L'histoire de Robby Johnson est digne d'un film. Issu d'une famille monoparentale pauvre, ce Beauceron, représentant des ventes, n'avait jamais imaginé pouvoir vivre de la chanson. Et puis, il y a trois ans, il a reçu l'appel d'un producteur de Nashville qui l'invitait à chanter dans la cour des grands. Rencontre avec cet artiste country qui vient de lancer son premier album, Don't Look Back.

JOHNSON ET JOHNSON

Par pur hasard, Daniel Johnson et Robby Johnson se sont rencontrés sur l'achalandé boulevard Broadway à Nashville. L'ancien premier ministre du Québec, en road trip avec sa femme, a proposé au chanteur québécois de les retrouver en fin de soirée, autour d'un verre et d'une pizza. Voici un aperçu de cette rencontre, dont La Presse a été témoin.
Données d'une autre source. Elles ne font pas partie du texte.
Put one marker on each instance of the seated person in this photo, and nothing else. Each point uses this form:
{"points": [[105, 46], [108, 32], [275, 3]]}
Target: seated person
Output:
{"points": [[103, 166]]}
DANIEL JOHNSON : C'était intéressant de découvrir un talent de chez nous qui vient se développer ici. Quand on voit l'infrastructure qu'il y a ici, j'imagine que c'est ça qui vous a attiré.

ROBBY JOHNSON : Mon rêve était de percer dans le country et il n'y a pas de meilleur endroit [pour y arriver] que Nashville. C'est ici que se trouvent les meilleurs musiciens et les meilleurs auteurs-compositeurs.

D. J. : Il y a beaucoup de sacrifices à faire, j'imagine. Comme dans n'importe quoi, j'imagine qu'on doit mettre le focus à 100 % là-dessus. Avec la concurrence qu'il y a ici, ça ne peut pas être à 90 %.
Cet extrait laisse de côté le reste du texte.